9Le déclenchement de la guerre à l’été 1914 trouve l’Argentine déjà en lutte avec une grave crise. Les ventes au détail ont chuté et le chômage a augmenté ; dans la seconde moitié de 1913, les hommes d’affaires à Buenos Aires ont commencé à liquider les stocks ; le secteur de la construction est presque à l’arrêt. Dès que des nouvelles sur l’extension du conflit sont propagées, la situation économique s’aggrave : les exportations sont suspendues tandis que les importations chutent. Les flux d’immigrants sont également stoppés et en retour l’émigration commence. Le solde migratoire, qui de 1905 à 1910 avait atteint jusqu’à 1 300 000 personnes, s’inverse et 61 000 départs nets sont enregistrés en 1914. En juillet 1914, la presse affirmait que la crise avait atteint son apogée [7]. La guerre, qui occupa immédiatement une place importante dans les journaux ne fut ainsi dans un premier temps qu’une mauvaise nouvelle parmi beaucoup d’autres mauvaises nouvelles.

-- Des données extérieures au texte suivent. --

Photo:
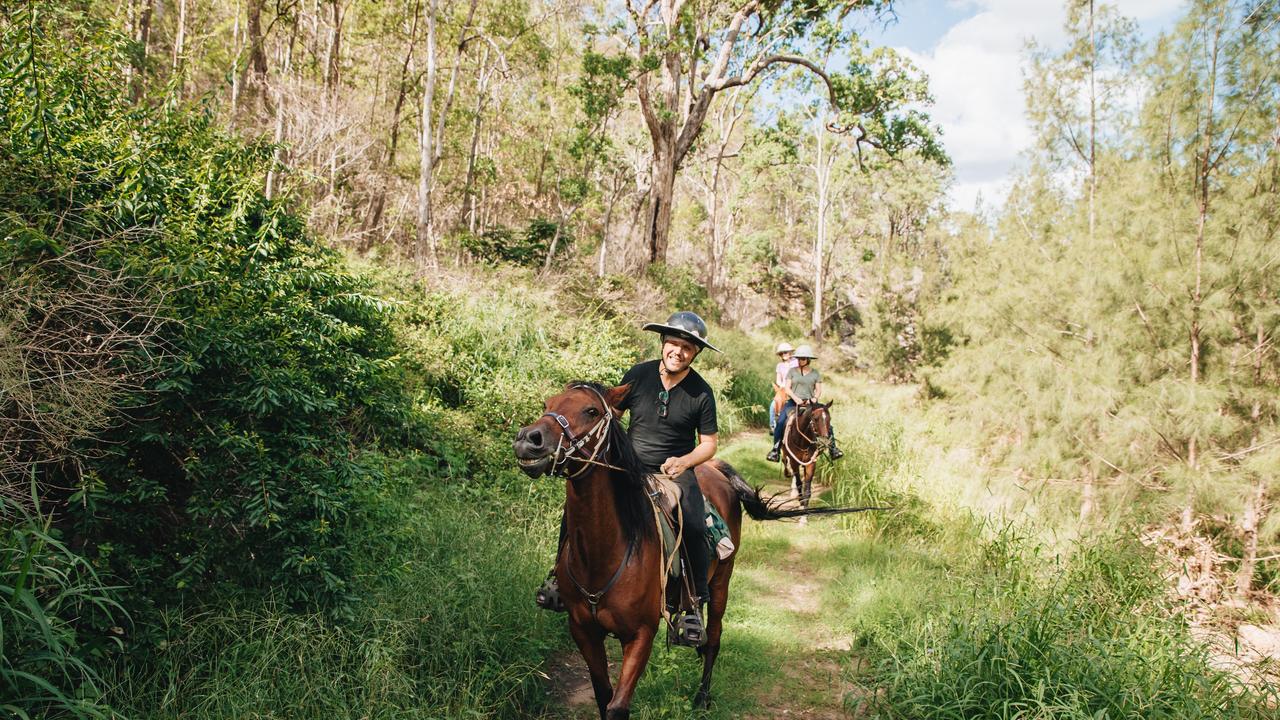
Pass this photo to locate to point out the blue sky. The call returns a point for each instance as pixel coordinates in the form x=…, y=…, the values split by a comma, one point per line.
x=973, y=51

10Par conséquent il n’est pas étonnant de constater que dans ces premiers mois du conflit l’opinion publique en Argentine soutint massivement la neutralité. La lecture des journaux laisse percevoir l’onde d’une vague générale de peur et de tristesse, similaire à celle exprimée simultanément par les classes moyennes et populaires dans les grandes villes des États-Unis [8]. Les efforts du gouvernement pour gérer les problèmes financiers et commerciaux, dans le but aussi de garantir la neutralité, furent acceptés passivement par la population. De façon paradoxale, la paix générale était réclamée par les deux camps idéologiquement les plus éloignés. Les socialistes et les catholiques, chacun de leur côté, organisèrent des manifestations en faveur de la paix dont les slogans, hormis certains détails, exigeaient un résultat similaire ; elles furent même organisées dans des localités voisines. Le gouvernement tenta de décourager les expressions publiques de soutien à l’un ou l’autre des belligérants par exemple en suspendant la représentation d’une opérette qui comprenait des scènes louant l’effort de guerre allié ; par souci de prévention on fit également garder les légations, banques et sociétés étrangères [9].
11Hormis la presse quotidienne, les magazines, et notamment les magazines féminins multipliaient les appels pour la paix, en mettant en une des œuvres d’art, en publiant des bandes dessinées, photographies et articles. Ainsi aux annonces vantant des soins de beauté, des meubles pour la maison ou des boutiques de mode, se mêlaient des récits mélodramatiques sur la souffrance des femmes et des enfants victimes de la guerre. Ils partagaient, de toute évidence, l’espace disponible avec d’autres thèmes d’inspiration sociale, mais ces discours pacifistes étaient omniprésents, ce qui démontre qu’ils intéressaient les lecteurs, qui en l’occurrence étaient essentiellement des femmes. Il est également intéressant de noter un contraste subtil dans le traitement de l’information visuelle sur la guerre entre ces magazines et ceux plus clairement destinés aux hommes. Alors que El Hogar, magazine féminin grand format riche de nombreuses illustrations en couleur osait publier des dessins pleine page des champs de bataille, ces derniers étaient toujours vus de loin dans le but de masquer les souffrances réelles des soldats : morts, blessures et mutilations étaient donc indiscernables [10]. Un exemple de ce point de vue est une bande dessinée publiée dans El Hogar, où l’auteur ironise sur un futur où guerre et violence seraient devenues des événements ordinaires.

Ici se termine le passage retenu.